Title :
A communication-induced checkpointing protocol that ensures rollback-dependency trackability
Author :
Baldoni, R. ; Helary, J.-M. ; Mostefaoui, A. ; Raynal, M.
Author_Institution :
Rome Univ., Italy
Abstract :
Considering an application in which processes take local checkpoints independently (called basic checkpoints), this paper develops a protocol that forces them to take some additional local checkpoints (called forced checkpoints) in order that the resulting checkpoint and communication pattern satisfies the Rollback Dependency Trackability (RDT) property. This property states that all dependencies between local checkpoints are on-line trackable by using a transitive dependency vector. Compared to other protocols ensuring the RDT property, the proposed protocol is less conservative in the sense that it takes less additional local checkpoints. It attains this goal by a subtle tracking of causal dependencies on already taken checkpoints; this tracking is then used to prevent the occurrence of hidden dependencies.

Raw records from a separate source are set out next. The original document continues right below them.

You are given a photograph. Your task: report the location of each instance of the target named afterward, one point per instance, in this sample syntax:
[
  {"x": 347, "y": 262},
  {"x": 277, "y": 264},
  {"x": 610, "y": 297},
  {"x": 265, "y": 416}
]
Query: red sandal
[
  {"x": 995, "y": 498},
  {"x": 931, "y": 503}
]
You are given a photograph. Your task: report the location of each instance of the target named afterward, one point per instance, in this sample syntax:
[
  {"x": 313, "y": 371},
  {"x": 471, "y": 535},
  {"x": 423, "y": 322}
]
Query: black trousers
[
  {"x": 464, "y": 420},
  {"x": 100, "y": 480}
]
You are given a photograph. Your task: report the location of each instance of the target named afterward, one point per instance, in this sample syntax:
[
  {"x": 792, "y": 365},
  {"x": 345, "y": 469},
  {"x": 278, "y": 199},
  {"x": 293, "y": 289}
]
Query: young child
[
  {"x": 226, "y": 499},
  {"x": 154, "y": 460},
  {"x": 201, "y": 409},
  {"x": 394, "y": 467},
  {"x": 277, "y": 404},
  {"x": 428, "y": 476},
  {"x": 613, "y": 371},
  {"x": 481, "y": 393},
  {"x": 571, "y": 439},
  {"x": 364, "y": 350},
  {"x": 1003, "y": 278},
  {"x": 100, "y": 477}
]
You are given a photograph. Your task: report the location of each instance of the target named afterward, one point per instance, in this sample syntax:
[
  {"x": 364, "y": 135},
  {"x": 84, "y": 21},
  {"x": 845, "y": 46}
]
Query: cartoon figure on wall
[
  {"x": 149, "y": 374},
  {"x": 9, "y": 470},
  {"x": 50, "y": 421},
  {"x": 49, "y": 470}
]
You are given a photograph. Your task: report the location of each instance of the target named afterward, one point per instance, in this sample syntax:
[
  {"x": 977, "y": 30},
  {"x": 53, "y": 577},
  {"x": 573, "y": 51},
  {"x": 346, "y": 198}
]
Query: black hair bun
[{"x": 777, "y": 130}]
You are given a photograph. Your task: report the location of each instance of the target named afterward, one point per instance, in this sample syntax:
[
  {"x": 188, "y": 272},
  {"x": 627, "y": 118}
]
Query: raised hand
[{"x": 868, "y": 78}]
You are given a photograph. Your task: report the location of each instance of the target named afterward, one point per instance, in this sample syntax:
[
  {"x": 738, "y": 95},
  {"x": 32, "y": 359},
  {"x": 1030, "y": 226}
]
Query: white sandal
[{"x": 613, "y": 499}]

As indicated by simulation study, the proposed protocol compares favorably with other protocols; moreover it additionally associates on-the-fly with each local checkpoint C the minimum global checkpoint to which C belongs.
Keywords :
protocols; system recovery; causal dependencies; communication pattern; communication-induced checkpointing protocol; forced checkpoints; hidden dependencies; local checkpoints; rollback dependency trackability; rollback-dependency trackability; simulation study; transitive dependency vector; Checkpointing; Communication system control; Error correction; Force control; Protocols; Resumes; Software debugging; Sufficient conditions; System recovery; Terminology;
Conference_Titel :
Fault-Tolerant Computing, 1997. FTCS-27. Digest of Papers., Twenty-Seventh Annual International Symposium on
Conference_Location :
Seattle, WA, USA
Print_ISBN :
0-8186-7831-3
DOI :
10.1109/FTCS.1997.614079